Navantino Alves, desde Juiz de Fora, entregou-se com o entusiasmo de um bandeirante, ao árduo trabalho de devassar os horizontes virgens da saúde infantil. Criou o Serviço de Crianças da Santa Casa de Belo Horizonte, depois o Hospital de Criança Elvira Gomes Nogueira (mais tarde o primeiro prédio da Faculdade de Ciências Médicas de Minas Gerais), o Instituto Mineiro de Combate à Desnutrição Materno-Infantil, a cadeira de Enfermagem Pediátrica da Escola de Enfermagem Hugo Werneck, a cátedra de Pediatria da Faculdade de Ciências Médicas e a desativada Fundação Navantino Alves (com seu Banco de Leite Humano), sendo também co-fundador do Hospital São José e da Faculdade de Ciências Médicas de Minas Gerais.
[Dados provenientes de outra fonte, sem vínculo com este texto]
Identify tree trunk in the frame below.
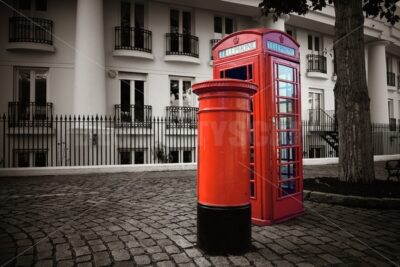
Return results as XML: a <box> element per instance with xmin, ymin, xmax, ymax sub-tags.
<box><xmin>334</xmin><ymin>0</ymin><xmax>375</xmax><ymax>183</ymax></box>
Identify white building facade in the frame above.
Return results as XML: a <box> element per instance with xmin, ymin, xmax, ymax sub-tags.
<box><xmin>0</xmin><ymin>0</ymin><xmax>400</xmax><ymax>168</ymax></box>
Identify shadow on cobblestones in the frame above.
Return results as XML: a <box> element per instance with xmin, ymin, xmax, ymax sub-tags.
<box><xmin>0</xmin><ymin>172</ymin><xmax>400</xmax><ymax>266</ymax></box>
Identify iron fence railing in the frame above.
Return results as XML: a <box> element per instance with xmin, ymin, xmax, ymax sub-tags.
<box><xmin>0</xmin><ymin>115</ymin><xmax>197</xmax><ymax>168</ymax></box>
<box><xmin>166</xmin><ymin>33</ymin><xmax>199</xmax><ymax>57</ymax></box>
<box><xmin>386</xmin><ymin>71</ymin><xmax>396</xmax><ymax>86</ymax></box>
<box><xmin>0</xmin><ymin>114</ymin><xmax>400</xmax><ymax>168</ymax></box>
<box><xmin>8</xmin><ymin>17</ymin><xmax>53</xmax><ymax>45</ymax></box>
<box><xmin>307</xmin><ymin>54</ymin><xmax>326</xmax><ymax>73</ymax></box>
<box><xmin>114</xmin><ymin>27</ymin><xmax>152</xmax><ymax>53</ymax></box>
<box><xmin>114</xmin><ymin>104</ymin><xmax>152</xmax><ymax>127</ymax></box>
<box><xmin>8</xmin><ymin>102</ymin><xmax>53</xmax><ymax>127</ymax></box>
<box><xmin>167</xmin><ymin>106</ymin><xmax>199</xmax><ymax>128</ymax></box>
<box><xmin>210</xmin><ymin>39</ymin><xmax>221</xmax><ymax>60</ymax></box>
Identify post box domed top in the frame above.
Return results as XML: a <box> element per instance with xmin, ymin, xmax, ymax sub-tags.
<box><xmin>192</xmin><ymin>79</ymin><xmax>258</xmax><ymax>95</ymax></box>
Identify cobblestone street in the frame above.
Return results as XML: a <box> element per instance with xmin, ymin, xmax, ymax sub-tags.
<box><xmin>0</xmin><ymin>171</ymin><xmax>400</xmax><ymax>266</ymax></box>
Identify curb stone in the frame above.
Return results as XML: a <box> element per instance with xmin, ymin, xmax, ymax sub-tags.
<box><xmin>303</xmin><ymin>190</ymin><xmax>400</xmax><ymax>210</ymax></box>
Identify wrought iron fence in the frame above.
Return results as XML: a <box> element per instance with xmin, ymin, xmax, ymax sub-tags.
<box><xmin>114</xmin><ymin>27</ymin><xmax>152</xmax><ymax>53</ymax></box>
<box><xmin>8</xmin><ymin>17</ymin><xmax>53</xmax><ymax>45</ymax></box>
<box><xmin>0</xmin><ymin>114</ymin><xmax>400</xmax><ymax>168</ymax></box>
<box><xmin>386</xmin><ymin>71</ymin><xmax>396</xmax><ymax>86</ymax></box>
<box><xmin>307</xmin><ymin>54</ymin><xmax>326</xmax><ymax>73</ymax></box>
<box><xmin>8</xmin><ymin>101</ymin><xmax>53</xmax><ymax>127</ymax></box>
<box><xmin>167</xmin><ymin>106</ymin><xmax>199</xmax><ymax>128</ymax></box>
<box><xmin>0</xmin><ymin>115</ymin><xmax>197</xmax><ymax>167</ymax></box>
<box><xmin>114</xmin><ymin>104</ymin><xmax>152</xmax><ymax>127</ymax></box>
<box><xmin>166</xmin><ymin>32</ymin><xmax>199</xmax><ymax>57</ymax></box>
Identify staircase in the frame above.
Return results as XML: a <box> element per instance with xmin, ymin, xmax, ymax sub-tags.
<box><xmin>308</xmin><ymin>109</ymin><xmax>339</xmax><ymax>153</ymax></box>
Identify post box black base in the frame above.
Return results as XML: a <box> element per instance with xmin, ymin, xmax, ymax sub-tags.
<box><xmin>197</xmin><ymin>203</ymin><xmax>251</xmax><ymax>254</ymax></box>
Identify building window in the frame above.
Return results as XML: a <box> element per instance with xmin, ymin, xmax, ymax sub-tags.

Interessante lembrar que o Hospital de Crianças Elvira Gomes Nogueira, com três andares e 120 leitos de enfermaria, fechou um quarteirão de rua próxima à Santa Casa, foi o primeiro hospital pediátrico de Minas Gerais, construído com a doação de um tostão de cada entrada dos sete cinemas da empresa Agenor Gomes Nogueira, num total de 360 contos de reis e teve o nome da esposa de seu patrocinador.
Além do livro já referido, publicou Manual de Dietética na Patologia Infantil e Ligeira Visão da História da Pediatria. Venceu a livre-docência em pediatria na Faculdade de Medicina da Universidade de Minas Gerais, hoje Universidade Federal, com a tese Estudo Clínico da Pseudo-Paralisia sifilítica – Doença de Parrot, bem como exerceu importante liderança em entidades médicas, sempre ligadas à pediatria. Numa espécie de homenagem ao pai, além do periódico Escola Médica, manteve em Belo Horizonte por anos, a publicação trimestral Análise de Nutrição Materno-Infantil, onde resumia artigos de revistas nacionais e estrangeiras, sobre o assunto, por ele pesquisados e resumidos nos fins de semana na Biblioteca Baeta Vianna. Merece realce especial sua atuação diária e por maior tempo que qualquer outro líder da medicina mineira na formação de discípulos, inclusive de seus próprios filhos e neto, ilustres seguidores do pai e avô. Com ele se formaram Olavo Lustosa, Francisco Souza Lima, Abrahão Salomão, Maria Eulália Ramos, Clodoveu de Oliveira, José Maria Mares Guia, Antônio Malheiros Fiúza, José de Oliveira Lima, Berardo Nunan, Olavo de Resende Barros, Veiga Sales, Álvaro Guerra, entre outros. Em verdade, Navantino Alves, ao encerrar sua vida centenária, com 103 anos de lucidez invejável, mereceu ser proclamado de pai a tetravô da maioria dos membros da eminente comunidade pediátrica mineira.
Quando Edward Tonelli, cintilante estrela da infectologia pediátrica brasileira, defendeu sua tese de livre-docência, destacava-se na banca a figura provecta, mas ativa, de Navantino Alves. Estando eu entre os presentes, não pude evitar a emoção diante daquela cena: o examinando era um nepomucenense, orgulho de sua cidade natal, e o examinador era o nepomucenense adotivo de enorme projeção estadual e nacional – ambos a engrandecer aquela cidade acolhedora e generosa.
* Navantino Alves nasceu em Turvo, hoje Andrelândia, em 26 de abril de 1899 – e faleceu em Belo Horizonte em 16 de julho de 2002.